Decoding Process Overview¶
This section explains how media data is processed internally in SPDL. Understanding this multi-stage process will help you customize decoding effectively.
The Decoding Process¶
Media decoding in SPDL follows a multi-stage process based on FFmpeg. The decoding process consists of the following stages:
Demuxing: Extract packets from the source
Decoding: Decode packets into frames
Filtering: Apply transformations to frames (optional but commonly used)

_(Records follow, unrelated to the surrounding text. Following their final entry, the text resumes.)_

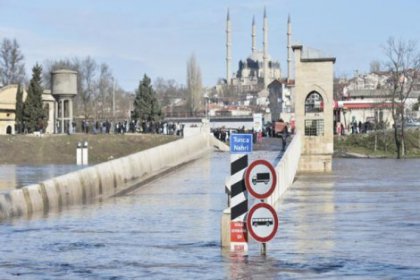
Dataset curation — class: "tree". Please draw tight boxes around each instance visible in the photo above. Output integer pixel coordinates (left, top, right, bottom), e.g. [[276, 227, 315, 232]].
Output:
[[187, 54, 203, 115], [78, 56, 98, 118], [15, 84, 23, 133], [131, 74, 161, 121], [95, 63, 113, 119], [0, 38, 25, 86], [370, 60, 381, 73], [384, 37, 420, 159], [23, 63, 47, 133]]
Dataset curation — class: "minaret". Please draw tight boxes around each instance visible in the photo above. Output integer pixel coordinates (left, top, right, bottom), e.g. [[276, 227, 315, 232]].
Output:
[[263, 7, 268, 89], [251, 16, 257, 54], [226, 9, 232, 85], [287, 14, 292, 81]]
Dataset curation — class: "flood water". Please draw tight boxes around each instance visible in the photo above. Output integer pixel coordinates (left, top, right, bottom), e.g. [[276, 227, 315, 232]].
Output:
[[0, 164, 84, 192], [0, 152, 420, 279]]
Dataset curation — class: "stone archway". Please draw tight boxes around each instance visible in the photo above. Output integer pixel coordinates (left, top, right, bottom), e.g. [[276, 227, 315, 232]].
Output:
[[293, 45, 335, 172]]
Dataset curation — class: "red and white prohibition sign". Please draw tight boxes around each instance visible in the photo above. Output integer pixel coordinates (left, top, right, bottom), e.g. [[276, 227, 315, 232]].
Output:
[[246, 202, 279, 243], [245, 159, 277, 199]]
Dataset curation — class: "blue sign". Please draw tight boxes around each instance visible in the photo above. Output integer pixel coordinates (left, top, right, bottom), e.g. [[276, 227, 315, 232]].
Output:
[[230, 134, 252, 154]]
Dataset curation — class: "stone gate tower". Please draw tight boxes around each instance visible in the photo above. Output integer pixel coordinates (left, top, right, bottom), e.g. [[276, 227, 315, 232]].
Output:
[[292, 45, 335, 172], [51, 69, 77, 133]]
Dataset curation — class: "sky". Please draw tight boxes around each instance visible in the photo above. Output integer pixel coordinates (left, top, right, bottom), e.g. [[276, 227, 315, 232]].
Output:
[[0, 0, 420, 91]]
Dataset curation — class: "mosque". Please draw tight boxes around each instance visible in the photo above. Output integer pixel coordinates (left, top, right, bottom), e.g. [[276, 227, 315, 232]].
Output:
[[223, 9, 293, 120]]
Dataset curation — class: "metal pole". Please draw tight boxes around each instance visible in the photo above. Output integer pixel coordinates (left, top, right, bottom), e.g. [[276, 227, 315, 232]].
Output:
[[261, 243, 267, 256]]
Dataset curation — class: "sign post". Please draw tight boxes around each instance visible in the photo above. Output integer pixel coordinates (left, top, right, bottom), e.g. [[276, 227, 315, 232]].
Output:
[[230, 134, 252, 253], [245, 159, 277, 199], [245, 160, 279, 255], [246, 202, 279, 243]]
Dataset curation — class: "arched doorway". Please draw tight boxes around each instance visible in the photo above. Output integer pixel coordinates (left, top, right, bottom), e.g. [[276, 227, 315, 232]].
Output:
[[305, 91, 324, 136]]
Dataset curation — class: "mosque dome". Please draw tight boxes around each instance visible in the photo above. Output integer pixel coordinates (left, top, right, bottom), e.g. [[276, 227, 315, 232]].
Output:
[[248, 51, 271, 62]]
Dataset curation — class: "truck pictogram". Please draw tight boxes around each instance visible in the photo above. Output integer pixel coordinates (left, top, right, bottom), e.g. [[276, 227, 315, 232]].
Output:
[[252, 218, 273, 227], [252, 172, 270, 185]]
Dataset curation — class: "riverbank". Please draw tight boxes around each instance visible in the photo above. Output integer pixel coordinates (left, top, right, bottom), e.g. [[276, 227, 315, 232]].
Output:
[[334, 129, 420, 158], [0, 134, 179, 165]]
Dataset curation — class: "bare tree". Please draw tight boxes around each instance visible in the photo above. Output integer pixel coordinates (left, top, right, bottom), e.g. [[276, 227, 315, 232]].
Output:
[[384, 38, 420, 159], [78, 56, 98, 118], [187, 54, 203, 115], [95, 63, 113, 120], [0, 38, 25, 86], [369, 60, 381, 73]]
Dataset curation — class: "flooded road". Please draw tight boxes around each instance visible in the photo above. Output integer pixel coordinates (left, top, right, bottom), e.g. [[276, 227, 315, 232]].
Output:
[[0, 151, 420, 279]]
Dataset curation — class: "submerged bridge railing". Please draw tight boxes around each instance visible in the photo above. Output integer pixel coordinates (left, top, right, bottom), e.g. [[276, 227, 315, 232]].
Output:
[[267, 134, 301, 205]]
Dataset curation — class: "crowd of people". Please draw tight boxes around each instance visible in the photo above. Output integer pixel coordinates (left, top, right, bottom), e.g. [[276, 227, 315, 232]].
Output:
[[72, 120, 184, 136]]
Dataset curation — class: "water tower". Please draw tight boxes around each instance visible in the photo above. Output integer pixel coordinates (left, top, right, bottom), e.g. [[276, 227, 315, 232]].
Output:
[[51, 69, 77, 133]]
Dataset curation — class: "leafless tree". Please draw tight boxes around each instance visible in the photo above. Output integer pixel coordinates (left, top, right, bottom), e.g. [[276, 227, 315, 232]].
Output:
[[384, 37, 420, 159], [95, 63, 114, 119], [369, 60, 381, 73], [0, 38, 25, 86], [187, 54, 203, 115], [78, 56, 98, 118]]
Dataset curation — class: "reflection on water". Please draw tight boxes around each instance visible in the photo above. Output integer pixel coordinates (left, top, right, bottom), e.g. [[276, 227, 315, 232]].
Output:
[[0, 164, 84, 192], [0, 156, 420, 279]]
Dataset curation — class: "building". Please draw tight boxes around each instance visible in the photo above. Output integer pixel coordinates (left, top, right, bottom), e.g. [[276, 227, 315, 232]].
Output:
[[0, 69, 77, 134], [226, 9, 281, 92], [220, 9, 294, 121], [0, 85, 54, 134]]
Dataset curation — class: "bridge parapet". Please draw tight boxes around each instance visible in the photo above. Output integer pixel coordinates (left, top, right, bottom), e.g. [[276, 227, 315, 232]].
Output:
[[267, 133, 301, 205], [0, 132, 213, 221]]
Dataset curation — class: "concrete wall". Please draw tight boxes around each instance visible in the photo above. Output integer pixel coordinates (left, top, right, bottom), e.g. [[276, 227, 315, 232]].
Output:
[[267, 134, 301, 205], [0, 133, 210, 220]]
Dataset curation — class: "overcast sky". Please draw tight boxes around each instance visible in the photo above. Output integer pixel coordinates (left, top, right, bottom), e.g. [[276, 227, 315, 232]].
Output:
[[0, 0, 420, 90]]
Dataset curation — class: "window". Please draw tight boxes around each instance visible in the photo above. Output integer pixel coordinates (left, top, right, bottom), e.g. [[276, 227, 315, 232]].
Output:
[[305, 91, 324, 113], [305, 120, 324, 136]]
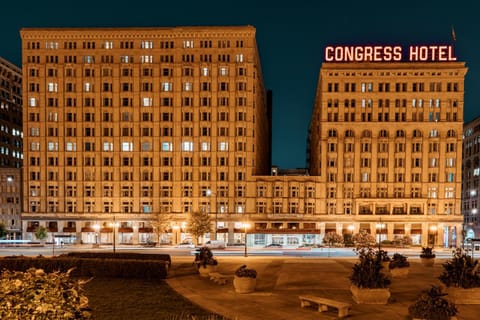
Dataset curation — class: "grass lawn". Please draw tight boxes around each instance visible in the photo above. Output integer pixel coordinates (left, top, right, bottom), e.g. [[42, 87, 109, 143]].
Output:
[[84, 265, 223, 320]]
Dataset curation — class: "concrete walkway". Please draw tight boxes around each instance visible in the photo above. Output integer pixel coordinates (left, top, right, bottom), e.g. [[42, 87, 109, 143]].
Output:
[[167, 257, 480, 320]]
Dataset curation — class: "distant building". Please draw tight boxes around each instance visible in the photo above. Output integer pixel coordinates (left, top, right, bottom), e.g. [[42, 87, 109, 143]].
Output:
[[309, 46, 467, 247], [0, 57, 23, 239], [462, 118, 480, 238]]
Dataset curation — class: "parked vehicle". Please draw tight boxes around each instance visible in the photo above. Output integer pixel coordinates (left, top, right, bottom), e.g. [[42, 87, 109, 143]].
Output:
[[205, 240, 225, 249]]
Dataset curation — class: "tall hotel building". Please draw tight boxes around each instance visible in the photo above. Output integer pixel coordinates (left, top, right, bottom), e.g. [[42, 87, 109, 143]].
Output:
[[462, 118, 480, 239], [309, 46, 467, 247], [0, 58, 23, 239], [21, 26, 271, 244]]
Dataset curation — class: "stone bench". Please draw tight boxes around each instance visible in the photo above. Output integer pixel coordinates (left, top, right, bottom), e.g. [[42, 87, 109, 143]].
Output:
[[208, 272, 227, 284], [298, 296, 352, 318]]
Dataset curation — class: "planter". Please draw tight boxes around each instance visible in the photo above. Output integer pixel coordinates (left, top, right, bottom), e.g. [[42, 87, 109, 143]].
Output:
[[420, 258, 435, 267], [198, 264, 217, 278], [445, 287, 480, 304], [350, 285, 390, 304], [390, 267, 410, 278], [233, 276, 257, 293]]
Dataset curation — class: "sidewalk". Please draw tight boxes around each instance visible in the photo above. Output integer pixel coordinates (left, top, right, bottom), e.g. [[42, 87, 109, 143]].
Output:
[[167, 257, 480, 320]]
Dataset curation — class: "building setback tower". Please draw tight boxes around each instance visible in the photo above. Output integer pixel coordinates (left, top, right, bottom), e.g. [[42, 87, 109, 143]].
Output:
[[21, 26, 271, 244], [462, 117, 480, 239], [309, 46, 467, 247]]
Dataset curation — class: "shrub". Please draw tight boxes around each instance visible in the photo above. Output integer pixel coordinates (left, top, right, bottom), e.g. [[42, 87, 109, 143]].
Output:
[[438, 248, 480, 289], [193, 247, 218, 268], [408, 286, 458, 320], [235, 265, 257, 279], [0, 268, 91, 320], [420, 247, 435, 259], [349, 247, 390, 289], [388, 253, 410, 269], [323, 232, 343, 246]]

Buffer Conversion: Merge frames into a contiguous array
The following diagram illustrates this process:
Low-Level Functions¶
While the high-level loading functions (spdl.io.load_audio(), spdl.io.load_video(), spdl.io.load_image()) provide a simple interface for common use cases, SPDL also exposes low-level functions that give you fine-grained control over each stage of the decoding process.
These low-level functions are:
Demuxing functions: Extract packets from the source
Decoding function: Decode packets into frames
Buffer conversion function: Convert frames into a contiguous buffer
Transfer function: Transfer buffer to GPU (optional)

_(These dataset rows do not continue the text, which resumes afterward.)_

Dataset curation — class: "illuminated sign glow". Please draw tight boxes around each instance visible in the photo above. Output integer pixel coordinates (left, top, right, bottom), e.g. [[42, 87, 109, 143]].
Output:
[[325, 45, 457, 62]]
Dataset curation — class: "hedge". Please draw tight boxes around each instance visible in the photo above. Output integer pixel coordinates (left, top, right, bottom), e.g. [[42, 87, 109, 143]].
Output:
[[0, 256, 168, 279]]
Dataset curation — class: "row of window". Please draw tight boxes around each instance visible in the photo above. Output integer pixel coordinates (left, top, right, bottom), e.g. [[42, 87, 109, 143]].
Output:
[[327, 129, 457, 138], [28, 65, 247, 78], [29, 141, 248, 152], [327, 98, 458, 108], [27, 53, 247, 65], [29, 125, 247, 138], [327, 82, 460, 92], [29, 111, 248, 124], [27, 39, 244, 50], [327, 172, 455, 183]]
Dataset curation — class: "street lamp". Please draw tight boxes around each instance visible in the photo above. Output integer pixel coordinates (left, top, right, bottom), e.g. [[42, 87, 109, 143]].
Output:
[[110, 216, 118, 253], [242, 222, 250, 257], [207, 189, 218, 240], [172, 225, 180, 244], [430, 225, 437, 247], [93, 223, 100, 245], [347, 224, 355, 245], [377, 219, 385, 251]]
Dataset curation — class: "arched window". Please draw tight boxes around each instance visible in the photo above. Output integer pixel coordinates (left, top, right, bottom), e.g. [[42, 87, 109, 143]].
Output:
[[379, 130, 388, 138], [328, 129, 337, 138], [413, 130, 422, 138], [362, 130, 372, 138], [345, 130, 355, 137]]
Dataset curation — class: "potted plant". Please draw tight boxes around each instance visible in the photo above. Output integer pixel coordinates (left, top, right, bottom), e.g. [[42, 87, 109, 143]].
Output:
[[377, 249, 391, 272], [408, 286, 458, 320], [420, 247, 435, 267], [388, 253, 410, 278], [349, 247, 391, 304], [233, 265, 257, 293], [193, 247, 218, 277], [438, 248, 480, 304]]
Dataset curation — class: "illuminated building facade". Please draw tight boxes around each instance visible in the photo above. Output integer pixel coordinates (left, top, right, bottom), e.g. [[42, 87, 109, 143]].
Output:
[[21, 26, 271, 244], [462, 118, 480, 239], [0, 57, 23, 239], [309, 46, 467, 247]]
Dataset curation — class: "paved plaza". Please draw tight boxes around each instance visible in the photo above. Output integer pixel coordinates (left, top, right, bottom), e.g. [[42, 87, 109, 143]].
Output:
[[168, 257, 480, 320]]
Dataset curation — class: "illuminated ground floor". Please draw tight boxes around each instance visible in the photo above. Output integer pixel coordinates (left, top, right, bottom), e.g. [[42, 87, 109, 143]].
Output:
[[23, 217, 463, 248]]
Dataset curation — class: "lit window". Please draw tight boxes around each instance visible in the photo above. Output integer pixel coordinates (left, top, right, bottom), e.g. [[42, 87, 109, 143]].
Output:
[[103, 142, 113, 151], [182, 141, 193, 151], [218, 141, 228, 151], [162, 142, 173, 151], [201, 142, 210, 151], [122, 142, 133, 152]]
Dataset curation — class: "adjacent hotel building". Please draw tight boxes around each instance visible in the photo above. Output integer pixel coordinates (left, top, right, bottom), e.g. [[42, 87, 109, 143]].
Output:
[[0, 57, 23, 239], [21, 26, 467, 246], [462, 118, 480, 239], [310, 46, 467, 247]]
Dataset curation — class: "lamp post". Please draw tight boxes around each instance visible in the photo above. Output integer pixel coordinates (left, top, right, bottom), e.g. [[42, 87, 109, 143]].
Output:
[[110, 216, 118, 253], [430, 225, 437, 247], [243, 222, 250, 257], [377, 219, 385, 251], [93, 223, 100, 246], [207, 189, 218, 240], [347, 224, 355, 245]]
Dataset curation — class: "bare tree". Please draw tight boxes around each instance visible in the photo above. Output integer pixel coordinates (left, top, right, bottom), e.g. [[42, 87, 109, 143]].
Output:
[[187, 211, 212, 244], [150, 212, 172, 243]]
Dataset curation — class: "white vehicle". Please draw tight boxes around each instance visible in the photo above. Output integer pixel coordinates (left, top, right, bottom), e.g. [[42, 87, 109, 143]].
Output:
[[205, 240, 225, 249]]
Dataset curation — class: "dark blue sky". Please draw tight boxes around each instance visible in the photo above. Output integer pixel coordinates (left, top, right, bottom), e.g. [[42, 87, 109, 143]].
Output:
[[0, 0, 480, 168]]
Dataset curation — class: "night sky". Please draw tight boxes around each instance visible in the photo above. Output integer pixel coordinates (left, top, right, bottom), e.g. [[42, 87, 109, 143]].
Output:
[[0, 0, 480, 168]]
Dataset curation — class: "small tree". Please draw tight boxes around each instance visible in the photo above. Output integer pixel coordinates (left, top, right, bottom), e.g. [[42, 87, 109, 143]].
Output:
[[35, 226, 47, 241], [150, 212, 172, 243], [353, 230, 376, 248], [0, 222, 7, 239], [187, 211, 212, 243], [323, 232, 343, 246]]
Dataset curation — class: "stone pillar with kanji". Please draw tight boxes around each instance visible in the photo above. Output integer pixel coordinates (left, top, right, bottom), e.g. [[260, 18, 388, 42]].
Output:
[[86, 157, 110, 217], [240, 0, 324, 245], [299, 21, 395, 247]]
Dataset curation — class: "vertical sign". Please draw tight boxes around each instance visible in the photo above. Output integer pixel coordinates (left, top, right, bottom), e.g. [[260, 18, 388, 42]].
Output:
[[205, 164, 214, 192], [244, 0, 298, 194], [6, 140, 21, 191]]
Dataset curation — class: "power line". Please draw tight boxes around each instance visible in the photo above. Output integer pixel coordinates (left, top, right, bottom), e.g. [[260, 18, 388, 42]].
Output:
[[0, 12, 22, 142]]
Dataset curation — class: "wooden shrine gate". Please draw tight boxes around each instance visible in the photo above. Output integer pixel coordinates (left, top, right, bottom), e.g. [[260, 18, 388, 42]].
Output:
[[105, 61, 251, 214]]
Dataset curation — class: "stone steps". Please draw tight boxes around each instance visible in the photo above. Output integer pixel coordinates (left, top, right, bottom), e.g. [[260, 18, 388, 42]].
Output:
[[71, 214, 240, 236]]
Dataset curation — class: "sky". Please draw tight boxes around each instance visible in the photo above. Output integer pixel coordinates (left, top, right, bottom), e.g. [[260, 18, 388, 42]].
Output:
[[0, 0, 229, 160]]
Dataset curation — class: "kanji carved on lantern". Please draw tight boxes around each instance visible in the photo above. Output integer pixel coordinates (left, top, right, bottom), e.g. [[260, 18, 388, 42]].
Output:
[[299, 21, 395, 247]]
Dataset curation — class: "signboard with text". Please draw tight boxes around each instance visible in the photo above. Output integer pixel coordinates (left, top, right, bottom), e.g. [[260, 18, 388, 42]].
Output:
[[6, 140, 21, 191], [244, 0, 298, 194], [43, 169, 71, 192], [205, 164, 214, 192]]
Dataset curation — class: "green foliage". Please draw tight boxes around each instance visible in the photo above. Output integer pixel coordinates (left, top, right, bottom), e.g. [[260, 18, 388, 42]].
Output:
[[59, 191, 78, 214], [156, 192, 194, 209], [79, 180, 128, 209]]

The relationship between high-level and low-level functions can be expressed as:
# load_audio is equivalent to:
packets = spdl.io.demux_audio(src, timestamp=timestamp, demux_config=demux_config)
frames = spdl.io.decode_packets(packets, decode_config=decode_config, filter_desc=filter_desc)
buffer = spdl.io.convert_frames(frames)
# Optionally:
buffer = spdl.io.transfer_buffer(buffer, device_config=device_config)
# load_video is equivalent to:
packets = spdl.io.demux_video(src, timestamp=timestamp, demux_config=demux_config)
frames = spdl.io.decode_packets(packets, decode_config=decode_config, filter_desc=filter_desc)
buffer = spdl.io.convert_frames(frames)
# Optionally:
buffer = spdl.io.transfer_buffer(buffer, device_config=device_config)
# load_image is equivalent to:
packets = spdl.io.demux_image(src, demux_config=demux_config)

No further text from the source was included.